Zombie Jamboree

Dear Charlie St. Cloud,

I did not expect you to be good, and you certainly did not disappoint in that regard. In fact, you were embarrassing and ham-handed and rather putrid in parts. Also, Ray Liotta continues to look like a deranged axe murderer  even when he is playing a Kindly Catholic Paramedic; ergo, I suspect he was miscast.

Having said that, Charlie St. Cloud, I must admit that you succeeded verily in scratching all kinds of anti-feminist emotional itches I’d like to pretend I don’t have (I went to a snotty liberal arts college! I use phrases like “ambitious, but problematic”! I’ve read Laura Mulvey!). Frankly, the experience of watching you was like having all the stupidest, most humiliating parts of my id reflected back at me in some kind of horrifying and delightful funhouse mirror. To my chagrin, I especially enjoyed the PG-13 frolicking in the graveyard (complete with artful cutaway shot) and the scene in which Zac Ephron (spoiler alert) revives a hypothermic girl WITH THE SHEER MOLTEN POWER OF HIS HOTNESS.
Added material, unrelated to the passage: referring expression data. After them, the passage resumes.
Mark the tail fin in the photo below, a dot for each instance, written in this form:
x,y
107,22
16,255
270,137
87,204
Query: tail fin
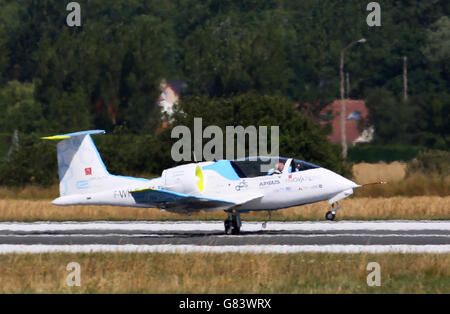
x,y
80,166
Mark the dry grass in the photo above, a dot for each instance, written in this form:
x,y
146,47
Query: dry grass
x,y
419,207
398,184
366,173
224,273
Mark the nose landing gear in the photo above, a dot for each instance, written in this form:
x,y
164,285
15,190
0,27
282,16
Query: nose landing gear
x,y
330,215
233,222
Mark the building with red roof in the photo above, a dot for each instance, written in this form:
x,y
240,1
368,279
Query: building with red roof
x,y
355,121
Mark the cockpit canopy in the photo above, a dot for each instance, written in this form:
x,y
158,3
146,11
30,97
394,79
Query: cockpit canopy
x,y
250,167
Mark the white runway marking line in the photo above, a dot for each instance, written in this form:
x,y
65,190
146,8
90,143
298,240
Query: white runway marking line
x,y
218,226
283,249
153,235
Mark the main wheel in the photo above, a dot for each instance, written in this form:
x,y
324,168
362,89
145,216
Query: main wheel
x,y
227,227
330,216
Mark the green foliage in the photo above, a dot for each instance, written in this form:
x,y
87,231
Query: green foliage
x,y
299,136
438,40
420,121
387,153
33,162
106,74
430,162
19,108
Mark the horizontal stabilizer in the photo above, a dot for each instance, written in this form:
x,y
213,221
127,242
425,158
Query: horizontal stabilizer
x,y
69,135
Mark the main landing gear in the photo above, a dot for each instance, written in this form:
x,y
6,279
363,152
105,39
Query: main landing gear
x,y
330,215
233,222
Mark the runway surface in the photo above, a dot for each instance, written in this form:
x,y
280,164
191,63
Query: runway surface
x,y
196,236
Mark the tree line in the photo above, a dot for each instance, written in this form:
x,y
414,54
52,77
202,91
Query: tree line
x,y
106,73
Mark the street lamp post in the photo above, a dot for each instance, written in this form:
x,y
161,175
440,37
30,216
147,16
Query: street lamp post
x,y
343,113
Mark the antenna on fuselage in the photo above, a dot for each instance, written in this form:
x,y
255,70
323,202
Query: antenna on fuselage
x,y
195,157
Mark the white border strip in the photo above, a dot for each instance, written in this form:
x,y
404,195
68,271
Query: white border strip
x,y
128,248
218,226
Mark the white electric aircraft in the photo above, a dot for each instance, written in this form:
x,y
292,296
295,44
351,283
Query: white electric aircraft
x,y
233,186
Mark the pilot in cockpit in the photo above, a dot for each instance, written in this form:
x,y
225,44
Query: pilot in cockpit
x,y
278,170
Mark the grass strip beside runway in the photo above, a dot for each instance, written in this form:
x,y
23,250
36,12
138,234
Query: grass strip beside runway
x,y
224,273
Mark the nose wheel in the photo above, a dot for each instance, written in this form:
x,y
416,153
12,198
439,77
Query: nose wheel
x,y
331,215
233,222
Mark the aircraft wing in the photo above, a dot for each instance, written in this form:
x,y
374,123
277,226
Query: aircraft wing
x,y
179,202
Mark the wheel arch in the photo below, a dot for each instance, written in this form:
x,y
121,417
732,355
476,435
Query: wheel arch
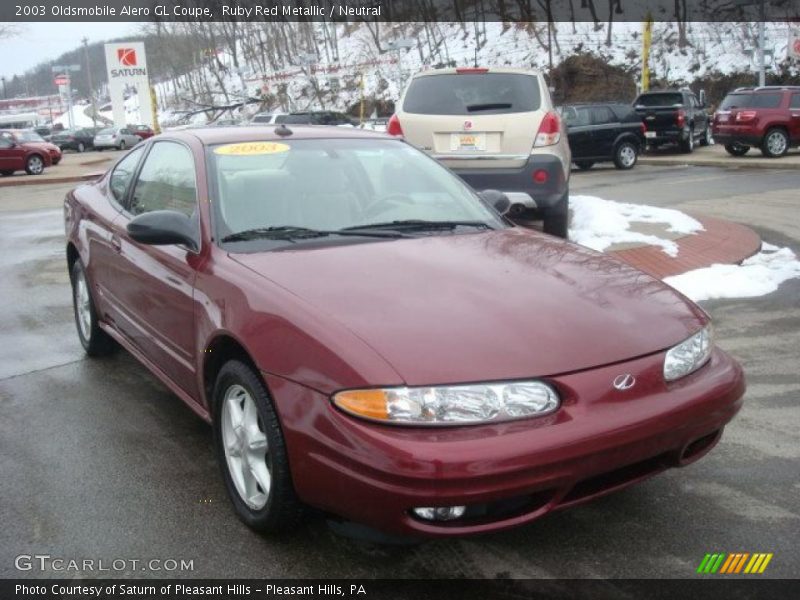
x,y
221,348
Apparently the theme of this week’s media consumption is “sex with the vaguely undead,” since yesterday I finished reading Kazuo Ishiguro’s Never Let Me Go, which was shortlisted for the  Booker Prize in 2005 and has recently been made into the kind of dullish art-house fare not even Kiera Knightley will be able to convince Tom to come and see with me. The book (the story of three British kids at a weird, creepy boarding school where Something is Clearly Amiss), while haunting and smartly written, left me feeling cold and annoyed at the end, like as much as I wanted to I could never quite get to caring about any of these people. Furthermore, it did absolutely nothing for my lady bits: ambitious but problematic, indeed.

So, Charlie St. Cloud, before you sail off into the sunset of your happy ending, tell me this: what is a girl to do, if she likes her romance and her handsome men just as much as she likes not feeling like an insipid moron? Is the world at large really incapable of producing a piece of entertainment that can serve both God and mammon? Didn’t we almost have it all?

Best of luck with your future endeavors. I look forward to hearing from you.